Many (including myself) may have had a few trepidations about Michelle Williams tackling such a screen icon. Not even trepidations about her talents as an actress, but more worry in the vein of “how could anyone play her?” Popular culture is over saturated with her image, its like attempting to play Audrey Hepburn, Judy Garland, or Grace Kelly. Their star text (their meaning both visually and emotionally outside of their work) means more and has outlived some of their performances. That being said, Williams conquers the role. She wraps herself in Monroe’s vulnerability, sensuality, and unease in her own life and work. The role is so her own and audiences will feel, like I did, a moving memory of Monroe, yet a performance that has not a moment of mimicry in it.

Ultimately, what is even more memorable and fresh about My Week with Marilyn as a biopic is that it only tackles a specific moment of time in Monroe’s career. Rather than attempting to slog through the scope of her life, much of which is filled with vagueness and speculation, the film gives a specific structure to the Monroe experience. Clearly this structure is stolen from its original material, but nevertheless, stacked against so many other recent biopics it reads fresh. Some recent biopics have attempted to highlight specific chapters of icons lives, 2009’s Coco Before Chanel, 2009’s The Young Victoria, 2008’s Milk, and 2008’s Frost/Nixon are a few examples. However, none have felt as clean and compact as Curtis’ film. Even Ben Smithard’s camera work lends itself to the voyeurism of Monroe’s life at the time. Curtis and Smithard give certain scenes a wonderful sense of watchfulness as the camera mirrors character’s eyes or the feeling of an ever present entity stalking Monroe.
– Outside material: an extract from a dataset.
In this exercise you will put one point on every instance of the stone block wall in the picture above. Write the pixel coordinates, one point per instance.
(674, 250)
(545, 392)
And thankfully what is able to be explored in this structure is Monroe’s star text itself. A film that tackles the life of a performer faces far different risks and trials than of other public figures. Monroe’s life, filled with ups and downs, was so public that attempting to address it all would surely never stand up to the memory of her or the meaning given to her image. Even tackling the basics of Monroe: the sexualization of her image (on and off camera), her clear and destructive need for love and approval, her very knowledge (and wink) of that image, and its voice within female work on screen, fills up one movie. But all that is allowed to be unpacked because Adrian Hodges’ script is so tenaciously precise, yet allows all its characters to breathe and take their own life within such famous faces. And that is its greatest success. Williams may put on a famous face, but not just because she can, but because there is a story to be told and it is human. Even through the lens of a camera.